The current push for labeling in this country stems in part from a broadening of the genetically modified menu to include herbicide-resistant alfalfa and the possible approval this year of a fast-growing salmon, which would be the first genetically engineered animal in the food supply.
Gary Hirshberg, chairman of Stonyfield Farms, the organic yogurt company, has raised more than $1 million for the Just Label It campaign to influence the F.D.A. after fighting approval of engineered alfalfa, arguing that cross-pollination would contaminate organic crops fed to cows.
“This is an issue of transparency, truth and trust in the food system,” Mr. Hirshberg said.
Biotechnology companies say that the California labeling initiative, while portrayed as promoting consumer choice, is really an effort by some consumer and environmental groups and organic food growers to drive genetically modified foods off the market.
“These folks are trying to use politics to do what they can’t accomplish at the supermarket, which is increase market share,” said Cathleen Enright, an executive vice president at the Biotechnology Industry Organization, which represents Monsanto and DuPont.
Rather than label food with what consumers might regard as a skull and crossbones, the companies say food producers may ultimately switch to ingredients that are not genetically modified, as they did in Europe.
If the California initiative passes, “we will be on our way to getting GE-tainted foods out of our nation’s food supply for good,” Ronnie Cummins, director of the Organic Consumers Association, wrote in an letter in March seeking donations for the California ballot initiative. “If a company like Kellogg’s has to print a label stating that their famous Corn Flakes have been genetically engineered, it will be the kiss of death for their iconic brand in California — the eighth-largest economy in the world — and everywhere else.”
The Grocery Manufacturers Association, which represents major food brands, declined to comment on what members would do if the California measure passed. But Rick Tolman, chief executive of the National Corn Growers Association, said after meeting with food executives this month that he had the “strong impression” that they would rather reformulate their ingredients than label their products genetically engineered. “They think a label will undermine their brand,” he said.
When asked if they wanted genetically engineered foods to be labeled, about 9 in 10 Americans said that they did, according to a 2010 Thomson Reuters-NPR poll.

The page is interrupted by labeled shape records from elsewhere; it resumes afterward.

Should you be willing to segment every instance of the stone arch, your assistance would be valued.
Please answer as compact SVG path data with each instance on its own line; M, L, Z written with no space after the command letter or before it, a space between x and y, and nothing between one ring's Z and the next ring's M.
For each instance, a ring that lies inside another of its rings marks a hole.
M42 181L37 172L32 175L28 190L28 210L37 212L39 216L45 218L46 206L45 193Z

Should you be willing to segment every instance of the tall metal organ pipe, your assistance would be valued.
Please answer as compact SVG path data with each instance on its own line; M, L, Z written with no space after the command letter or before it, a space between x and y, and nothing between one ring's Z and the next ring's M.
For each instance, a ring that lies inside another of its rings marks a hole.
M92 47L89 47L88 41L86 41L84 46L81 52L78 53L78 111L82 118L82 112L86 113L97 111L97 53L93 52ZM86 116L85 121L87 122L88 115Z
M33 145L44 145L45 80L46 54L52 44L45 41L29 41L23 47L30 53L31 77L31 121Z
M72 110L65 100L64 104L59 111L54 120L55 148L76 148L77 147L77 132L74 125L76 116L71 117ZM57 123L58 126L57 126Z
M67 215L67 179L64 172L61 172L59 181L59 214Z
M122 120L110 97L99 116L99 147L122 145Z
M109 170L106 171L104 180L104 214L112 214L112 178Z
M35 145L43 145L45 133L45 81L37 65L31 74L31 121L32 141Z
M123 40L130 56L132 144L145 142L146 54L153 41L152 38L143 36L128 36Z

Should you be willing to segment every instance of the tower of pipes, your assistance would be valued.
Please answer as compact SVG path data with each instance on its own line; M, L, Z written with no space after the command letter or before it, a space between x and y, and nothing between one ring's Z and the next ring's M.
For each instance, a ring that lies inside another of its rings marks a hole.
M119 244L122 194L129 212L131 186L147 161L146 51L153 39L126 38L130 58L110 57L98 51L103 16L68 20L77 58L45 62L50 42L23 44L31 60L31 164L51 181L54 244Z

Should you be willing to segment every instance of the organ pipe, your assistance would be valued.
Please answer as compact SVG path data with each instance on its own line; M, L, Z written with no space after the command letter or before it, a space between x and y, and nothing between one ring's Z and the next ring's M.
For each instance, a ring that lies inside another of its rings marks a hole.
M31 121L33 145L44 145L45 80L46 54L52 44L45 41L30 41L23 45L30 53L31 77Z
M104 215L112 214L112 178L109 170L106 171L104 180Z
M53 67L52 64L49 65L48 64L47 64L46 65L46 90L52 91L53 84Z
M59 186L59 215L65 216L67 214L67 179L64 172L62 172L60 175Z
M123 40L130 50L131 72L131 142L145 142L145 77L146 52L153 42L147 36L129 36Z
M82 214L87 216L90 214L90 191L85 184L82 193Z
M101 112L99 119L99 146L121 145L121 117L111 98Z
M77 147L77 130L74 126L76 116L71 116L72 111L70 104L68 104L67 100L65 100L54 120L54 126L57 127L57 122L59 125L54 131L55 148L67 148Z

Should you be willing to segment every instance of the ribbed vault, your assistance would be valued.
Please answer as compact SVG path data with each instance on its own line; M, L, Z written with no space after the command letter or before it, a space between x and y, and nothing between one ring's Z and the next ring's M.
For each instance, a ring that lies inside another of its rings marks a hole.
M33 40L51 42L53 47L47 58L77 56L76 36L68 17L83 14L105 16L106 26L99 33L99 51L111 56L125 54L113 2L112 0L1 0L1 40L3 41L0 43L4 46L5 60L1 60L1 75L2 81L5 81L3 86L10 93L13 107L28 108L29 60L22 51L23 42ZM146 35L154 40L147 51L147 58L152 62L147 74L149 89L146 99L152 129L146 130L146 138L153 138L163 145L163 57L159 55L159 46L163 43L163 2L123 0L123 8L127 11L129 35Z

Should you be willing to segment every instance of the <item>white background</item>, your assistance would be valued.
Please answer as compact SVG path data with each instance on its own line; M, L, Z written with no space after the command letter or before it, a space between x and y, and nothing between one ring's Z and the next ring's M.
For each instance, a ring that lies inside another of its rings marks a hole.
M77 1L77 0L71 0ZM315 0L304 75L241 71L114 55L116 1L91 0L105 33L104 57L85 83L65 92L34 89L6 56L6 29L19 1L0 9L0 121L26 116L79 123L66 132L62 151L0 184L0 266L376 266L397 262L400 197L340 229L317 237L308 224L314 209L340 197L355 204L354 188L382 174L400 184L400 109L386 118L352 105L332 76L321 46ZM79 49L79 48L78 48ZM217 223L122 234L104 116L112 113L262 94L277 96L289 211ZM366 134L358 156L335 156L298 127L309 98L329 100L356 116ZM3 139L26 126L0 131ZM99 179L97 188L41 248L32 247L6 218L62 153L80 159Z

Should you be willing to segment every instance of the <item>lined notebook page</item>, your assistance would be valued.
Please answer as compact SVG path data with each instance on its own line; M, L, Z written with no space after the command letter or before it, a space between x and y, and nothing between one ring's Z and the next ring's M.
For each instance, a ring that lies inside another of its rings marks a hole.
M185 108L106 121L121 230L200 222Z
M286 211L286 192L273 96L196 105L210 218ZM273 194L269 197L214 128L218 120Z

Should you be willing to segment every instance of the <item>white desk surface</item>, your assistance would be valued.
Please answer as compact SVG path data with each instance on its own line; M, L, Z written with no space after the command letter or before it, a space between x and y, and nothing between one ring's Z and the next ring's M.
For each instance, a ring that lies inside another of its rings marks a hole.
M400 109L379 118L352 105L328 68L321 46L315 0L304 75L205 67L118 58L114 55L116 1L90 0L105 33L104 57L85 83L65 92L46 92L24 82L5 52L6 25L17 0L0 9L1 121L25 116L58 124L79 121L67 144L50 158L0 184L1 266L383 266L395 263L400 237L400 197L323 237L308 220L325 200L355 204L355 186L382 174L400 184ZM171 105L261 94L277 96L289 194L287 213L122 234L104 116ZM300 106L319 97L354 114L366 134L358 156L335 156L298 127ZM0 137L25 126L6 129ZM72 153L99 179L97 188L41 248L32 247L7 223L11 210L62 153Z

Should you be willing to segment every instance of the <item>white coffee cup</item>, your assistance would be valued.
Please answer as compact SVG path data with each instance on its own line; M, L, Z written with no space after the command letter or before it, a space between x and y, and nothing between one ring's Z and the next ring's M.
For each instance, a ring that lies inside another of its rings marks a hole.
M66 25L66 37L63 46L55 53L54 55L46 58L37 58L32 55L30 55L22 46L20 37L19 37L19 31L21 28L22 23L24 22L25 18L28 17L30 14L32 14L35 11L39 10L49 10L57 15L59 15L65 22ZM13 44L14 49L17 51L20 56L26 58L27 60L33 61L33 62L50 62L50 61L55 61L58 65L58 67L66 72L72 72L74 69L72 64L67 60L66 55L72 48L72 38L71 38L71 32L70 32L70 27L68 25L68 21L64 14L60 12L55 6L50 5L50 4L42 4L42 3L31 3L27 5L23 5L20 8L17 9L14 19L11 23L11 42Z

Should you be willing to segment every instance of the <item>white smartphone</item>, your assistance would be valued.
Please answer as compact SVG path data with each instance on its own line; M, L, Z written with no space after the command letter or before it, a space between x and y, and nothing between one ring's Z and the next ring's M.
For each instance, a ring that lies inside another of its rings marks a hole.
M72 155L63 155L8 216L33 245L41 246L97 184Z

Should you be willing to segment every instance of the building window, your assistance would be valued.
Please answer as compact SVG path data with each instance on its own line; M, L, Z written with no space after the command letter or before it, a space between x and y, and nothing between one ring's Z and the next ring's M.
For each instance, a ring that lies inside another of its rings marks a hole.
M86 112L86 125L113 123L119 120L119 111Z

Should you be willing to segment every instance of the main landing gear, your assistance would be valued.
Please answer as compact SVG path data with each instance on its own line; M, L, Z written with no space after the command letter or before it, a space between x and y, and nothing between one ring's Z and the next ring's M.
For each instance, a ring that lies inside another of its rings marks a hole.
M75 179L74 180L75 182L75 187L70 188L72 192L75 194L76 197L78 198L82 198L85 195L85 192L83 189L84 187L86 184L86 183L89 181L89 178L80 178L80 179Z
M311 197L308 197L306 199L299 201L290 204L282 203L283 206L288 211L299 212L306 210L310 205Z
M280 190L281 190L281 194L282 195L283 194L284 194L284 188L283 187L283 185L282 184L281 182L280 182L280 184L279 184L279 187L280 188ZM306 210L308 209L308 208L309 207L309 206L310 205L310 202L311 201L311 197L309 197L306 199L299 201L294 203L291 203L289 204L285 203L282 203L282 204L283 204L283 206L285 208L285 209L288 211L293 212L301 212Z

The current call for transparency has resonated among some Americans upset by reports of BPA (a chemical used in plastics) in food packaging and pink slime (an ammonia-treated additive) in meat. Ms. LaPier has made an effort to label Kashi cereals, which advertise themselves as natural, since learning they contain genetically modified soy. Since discovering the Label It Yourself Facebook page in March, she has added several of her own pictures to its gallery of handmade labels on grocery store shelves across the nation.

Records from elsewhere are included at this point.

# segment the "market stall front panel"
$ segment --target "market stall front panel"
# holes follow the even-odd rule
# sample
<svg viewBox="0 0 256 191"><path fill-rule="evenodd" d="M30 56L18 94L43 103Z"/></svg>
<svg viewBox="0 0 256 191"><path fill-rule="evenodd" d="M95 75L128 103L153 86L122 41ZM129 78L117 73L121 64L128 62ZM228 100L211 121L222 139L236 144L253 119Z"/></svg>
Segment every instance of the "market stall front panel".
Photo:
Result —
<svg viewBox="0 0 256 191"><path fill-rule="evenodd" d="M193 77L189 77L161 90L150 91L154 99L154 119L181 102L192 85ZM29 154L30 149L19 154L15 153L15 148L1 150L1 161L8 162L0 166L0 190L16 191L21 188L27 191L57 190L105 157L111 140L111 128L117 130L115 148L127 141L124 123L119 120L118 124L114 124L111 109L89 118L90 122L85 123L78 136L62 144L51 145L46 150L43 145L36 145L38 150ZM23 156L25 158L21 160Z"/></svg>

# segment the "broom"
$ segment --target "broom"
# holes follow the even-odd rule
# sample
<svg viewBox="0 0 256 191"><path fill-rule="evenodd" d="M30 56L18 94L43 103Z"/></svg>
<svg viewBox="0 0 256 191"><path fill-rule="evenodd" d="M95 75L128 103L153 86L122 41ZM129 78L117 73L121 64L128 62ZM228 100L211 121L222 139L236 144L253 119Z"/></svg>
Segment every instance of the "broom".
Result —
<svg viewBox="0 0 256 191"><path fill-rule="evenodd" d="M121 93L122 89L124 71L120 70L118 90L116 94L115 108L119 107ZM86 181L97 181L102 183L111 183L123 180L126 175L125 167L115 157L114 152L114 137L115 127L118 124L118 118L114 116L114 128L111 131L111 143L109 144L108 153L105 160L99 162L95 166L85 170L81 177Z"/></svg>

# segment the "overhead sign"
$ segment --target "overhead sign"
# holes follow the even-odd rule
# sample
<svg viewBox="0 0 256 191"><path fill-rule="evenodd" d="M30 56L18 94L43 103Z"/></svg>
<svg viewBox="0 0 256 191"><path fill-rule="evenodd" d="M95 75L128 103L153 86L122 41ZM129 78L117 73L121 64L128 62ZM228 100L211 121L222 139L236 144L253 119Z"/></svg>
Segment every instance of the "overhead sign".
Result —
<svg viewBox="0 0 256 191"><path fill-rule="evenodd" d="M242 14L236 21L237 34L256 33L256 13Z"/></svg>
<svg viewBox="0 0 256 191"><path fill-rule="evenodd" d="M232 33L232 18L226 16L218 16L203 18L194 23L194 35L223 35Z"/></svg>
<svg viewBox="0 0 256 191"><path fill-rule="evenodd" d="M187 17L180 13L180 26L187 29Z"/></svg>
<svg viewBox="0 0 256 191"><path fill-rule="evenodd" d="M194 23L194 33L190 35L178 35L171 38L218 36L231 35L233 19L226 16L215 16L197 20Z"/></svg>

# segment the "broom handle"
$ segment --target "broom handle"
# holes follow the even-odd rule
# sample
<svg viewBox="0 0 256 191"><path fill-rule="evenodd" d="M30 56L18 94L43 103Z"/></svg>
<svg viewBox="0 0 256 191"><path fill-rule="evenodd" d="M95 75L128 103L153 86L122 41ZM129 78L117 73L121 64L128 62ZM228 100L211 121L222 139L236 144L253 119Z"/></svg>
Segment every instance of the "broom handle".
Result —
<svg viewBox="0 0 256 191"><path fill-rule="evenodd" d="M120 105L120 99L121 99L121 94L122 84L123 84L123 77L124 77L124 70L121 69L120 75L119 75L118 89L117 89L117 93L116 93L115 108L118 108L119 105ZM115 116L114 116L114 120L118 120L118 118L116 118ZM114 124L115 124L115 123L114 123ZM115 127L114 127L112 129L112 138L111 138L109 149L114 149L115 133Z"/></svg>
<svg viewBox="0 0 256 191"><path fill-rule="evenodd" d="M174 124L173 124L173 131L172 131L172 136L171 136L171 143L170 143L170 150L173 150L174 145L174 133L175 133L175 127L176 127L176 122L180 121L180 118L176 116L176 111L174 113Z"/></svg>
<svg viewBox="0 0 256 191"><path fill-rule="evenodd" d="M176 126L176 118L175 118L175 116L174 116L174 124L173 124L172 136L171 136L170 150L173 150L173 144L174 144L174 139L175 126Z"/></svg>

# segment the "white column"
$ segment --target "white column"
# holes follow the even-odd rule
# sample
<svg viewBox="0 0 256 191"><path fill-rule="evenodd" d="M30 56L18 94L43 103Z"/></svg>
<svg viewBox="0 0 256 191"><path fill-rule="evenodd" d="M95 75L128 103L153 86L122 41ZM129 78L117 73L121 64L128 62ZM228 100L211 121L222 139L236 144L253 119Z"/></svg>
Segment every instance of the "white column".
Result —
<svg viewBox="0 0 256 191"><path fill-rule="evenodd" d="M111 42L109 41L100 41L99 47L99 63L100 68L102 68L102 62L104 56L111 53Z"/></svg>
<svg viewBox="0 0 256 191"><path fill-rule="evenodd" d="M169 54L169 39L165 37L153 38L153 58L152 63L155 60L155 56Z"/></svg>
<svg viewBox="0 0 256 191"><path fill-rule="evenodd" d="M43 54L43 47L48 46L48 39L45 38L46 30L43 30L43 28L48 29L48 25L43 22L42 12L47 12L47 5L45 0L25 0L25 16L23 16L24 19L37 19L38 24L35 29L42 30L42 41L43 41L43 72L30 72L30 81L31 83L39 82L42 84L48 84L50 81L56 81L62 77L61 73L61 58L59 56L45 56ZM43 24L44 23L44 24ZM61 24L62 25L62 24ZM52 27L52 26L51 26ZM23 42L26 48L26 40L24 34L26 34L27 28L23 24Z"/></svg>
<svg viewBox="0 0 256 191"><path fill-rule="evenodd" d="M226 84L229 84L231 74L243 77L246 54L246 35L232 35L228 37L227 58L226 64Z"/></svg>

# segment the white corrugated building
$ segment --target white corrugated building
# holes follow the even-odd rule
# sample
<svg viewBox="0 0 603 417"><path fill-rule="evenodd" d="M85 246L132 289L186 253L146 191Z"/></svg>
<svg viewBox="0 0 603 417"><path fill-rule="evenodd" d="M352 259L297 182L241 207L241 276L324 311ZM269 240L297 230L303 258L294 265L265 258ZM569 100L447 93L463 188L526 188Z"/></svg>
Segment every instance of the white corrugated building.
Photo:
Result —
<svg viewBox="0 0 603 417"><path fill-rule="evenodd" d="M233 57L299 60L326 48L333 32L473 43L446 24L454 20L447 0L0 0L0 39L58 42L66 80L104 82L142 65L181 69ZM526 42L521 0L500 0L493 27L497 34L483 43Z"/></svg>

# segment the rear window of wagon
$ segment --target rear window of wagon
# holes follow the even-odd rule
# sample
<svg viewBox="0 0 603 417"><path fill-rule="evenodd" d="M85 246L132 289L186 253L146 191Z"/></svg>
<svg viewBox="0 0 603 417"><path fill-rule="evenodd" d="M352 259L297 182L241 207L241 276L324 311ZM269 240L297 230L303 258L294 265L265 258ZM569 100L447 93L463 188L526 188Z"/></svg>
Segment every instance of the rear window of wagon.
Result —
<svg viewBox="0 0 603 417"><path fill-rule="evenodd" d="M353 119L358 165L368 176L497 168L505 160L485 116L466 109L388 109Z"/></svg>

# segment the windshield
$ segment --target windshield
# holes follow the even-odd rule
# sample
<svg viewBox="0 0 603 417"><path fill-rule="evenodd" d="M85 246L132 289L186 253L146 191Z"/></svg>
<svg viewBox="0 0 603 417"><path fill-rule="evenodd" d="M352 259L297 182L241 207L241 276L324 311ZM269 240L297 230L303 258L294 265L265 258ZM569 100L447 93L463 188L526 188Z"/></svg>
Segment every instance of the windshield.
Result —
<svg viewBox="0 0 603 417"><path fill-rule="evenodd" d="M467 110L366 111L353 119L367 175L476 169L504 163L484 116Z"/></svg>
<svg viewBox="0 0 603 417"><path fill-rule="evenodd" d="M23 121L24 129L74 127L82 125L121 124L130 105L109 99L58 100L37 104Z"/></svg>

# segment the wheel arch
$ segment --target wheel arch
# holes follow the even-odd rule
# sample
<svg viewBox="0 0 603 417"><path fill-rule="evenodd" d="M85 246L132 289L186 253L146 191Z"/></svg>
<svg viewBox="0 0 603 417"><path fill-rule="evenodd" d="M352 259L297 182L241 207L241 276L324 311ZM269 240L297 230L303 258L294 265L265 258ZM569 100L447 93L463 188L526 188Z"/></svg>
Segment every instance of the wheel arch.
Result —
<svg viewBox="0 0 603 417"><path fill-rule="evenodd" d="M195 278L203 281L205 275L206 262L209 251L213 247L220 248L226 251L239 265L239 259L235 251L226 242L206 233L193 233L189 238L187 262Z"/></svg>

Depending on the jurisdiction, such labeling could constitute a trademark violation against the manufacturer or a trespass against the store. No one has been prosecuted, but also, no one has been caught, according to a spokesman for the group.

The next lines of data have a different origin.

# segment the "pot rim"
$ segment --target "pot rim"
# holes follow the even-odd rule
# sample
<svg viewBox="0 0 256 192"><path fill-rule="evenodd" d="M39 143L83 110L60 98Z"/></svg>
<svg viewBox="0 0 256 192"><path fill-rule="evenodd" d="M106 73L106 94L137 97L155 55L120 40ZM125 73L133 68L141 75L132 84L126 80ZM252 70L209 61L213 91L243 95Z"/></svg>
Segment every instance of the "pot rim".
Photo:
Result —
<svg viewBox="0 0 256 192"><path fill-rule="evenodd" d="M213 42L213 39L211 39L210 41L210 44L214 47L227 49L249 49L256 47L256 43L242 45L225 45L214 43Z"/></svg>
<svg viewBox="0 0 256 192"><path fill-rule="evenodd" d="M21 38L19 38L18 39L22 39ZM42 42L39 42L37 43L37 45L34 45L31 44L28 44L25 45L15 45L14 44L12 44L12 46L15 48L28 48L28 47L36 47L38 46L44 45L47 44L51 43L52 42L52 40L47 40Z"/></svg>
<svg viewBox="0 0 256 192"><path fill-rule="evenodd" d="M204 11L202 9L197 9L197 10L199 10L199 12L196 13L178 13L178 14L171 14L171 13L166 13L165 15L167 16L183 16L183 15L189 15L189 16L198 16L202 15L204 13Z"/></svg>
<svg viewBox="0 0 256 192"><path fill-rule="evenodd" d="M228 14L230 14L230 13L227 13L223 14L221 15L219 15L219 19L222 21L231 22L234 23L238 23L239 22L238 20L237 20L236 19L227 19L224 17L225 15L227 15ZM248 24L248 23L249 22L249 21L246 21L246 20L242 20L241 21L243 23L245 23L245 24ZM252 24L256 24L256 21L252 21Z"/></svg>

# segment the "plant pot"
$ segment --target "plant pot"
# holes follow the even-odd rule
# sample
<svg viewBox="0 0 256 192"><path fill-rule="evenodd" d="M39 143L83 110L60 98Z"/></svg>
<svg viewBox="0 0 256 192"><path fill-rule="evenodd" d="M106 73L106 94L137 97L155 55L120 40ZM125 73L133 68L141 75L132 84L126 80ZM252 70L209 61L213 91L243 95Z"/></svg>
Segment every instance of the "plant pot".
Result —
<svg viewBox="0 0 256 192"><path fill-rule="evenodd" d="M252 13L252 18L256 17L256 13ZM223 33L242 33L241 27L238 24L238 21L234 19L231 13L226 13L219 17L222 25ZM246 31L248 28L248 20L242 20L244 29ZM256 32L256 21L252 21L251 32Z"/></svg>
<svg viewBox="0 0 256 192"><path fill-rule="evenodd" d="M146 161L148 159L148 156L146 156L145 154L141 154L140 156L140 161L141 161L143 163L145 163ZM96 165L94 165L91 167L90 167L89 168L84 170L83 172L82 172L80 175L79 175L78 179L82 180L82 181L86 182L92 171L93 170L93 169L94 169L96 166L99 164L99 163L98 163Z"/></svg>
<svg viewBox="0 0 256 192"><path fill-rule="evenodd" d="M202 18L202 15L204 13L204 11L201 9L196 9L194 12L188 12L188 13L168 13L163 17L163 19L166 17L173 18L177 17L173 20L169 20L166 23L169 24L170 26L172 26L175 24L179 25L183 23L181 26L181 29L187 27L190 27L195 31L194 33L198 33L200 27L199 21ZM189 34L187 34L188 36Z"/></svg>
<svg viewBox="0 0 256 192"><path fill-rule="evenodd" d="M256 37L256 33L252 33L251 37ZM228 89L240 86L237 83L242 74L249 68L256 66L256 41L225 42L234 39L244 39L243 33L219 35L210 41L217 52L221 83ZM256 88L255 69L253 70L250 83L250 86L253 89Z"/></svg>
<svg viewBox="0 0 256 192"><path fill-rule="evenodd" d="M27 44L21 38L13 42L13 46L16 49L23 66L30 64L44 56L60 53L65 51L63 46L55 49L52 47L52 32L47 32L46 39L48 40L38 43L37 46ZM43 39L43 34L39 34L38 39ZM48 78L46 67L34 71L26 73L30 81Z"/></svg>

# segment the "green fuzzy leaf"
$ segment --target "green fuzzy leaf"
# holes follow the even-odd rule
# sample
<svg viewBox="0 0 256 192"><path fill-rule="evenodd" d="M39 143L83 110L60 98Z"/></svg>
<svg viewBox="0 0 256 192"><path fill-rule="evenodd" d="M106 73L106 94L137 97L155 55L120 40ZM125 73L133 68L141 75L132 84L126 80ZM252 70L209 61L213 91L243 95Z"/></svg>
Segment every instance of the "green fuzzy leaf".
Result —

So far, the F.D.A. has said only that it is studying the labeling petition; none of the state-level labeling bills proposed over the last year have passed.
For labeling proponents, California, where the Legislature would be bypassed by a direct popular vote, is the big prize.
A decade ago in Oregon, a similar measure that appeared to have the support of two-thirds of voters was rejected after a last-minute spending blitz by labeling opponents. With the financial backing of the organic industry, labeling supporters in California say they will be better prepared.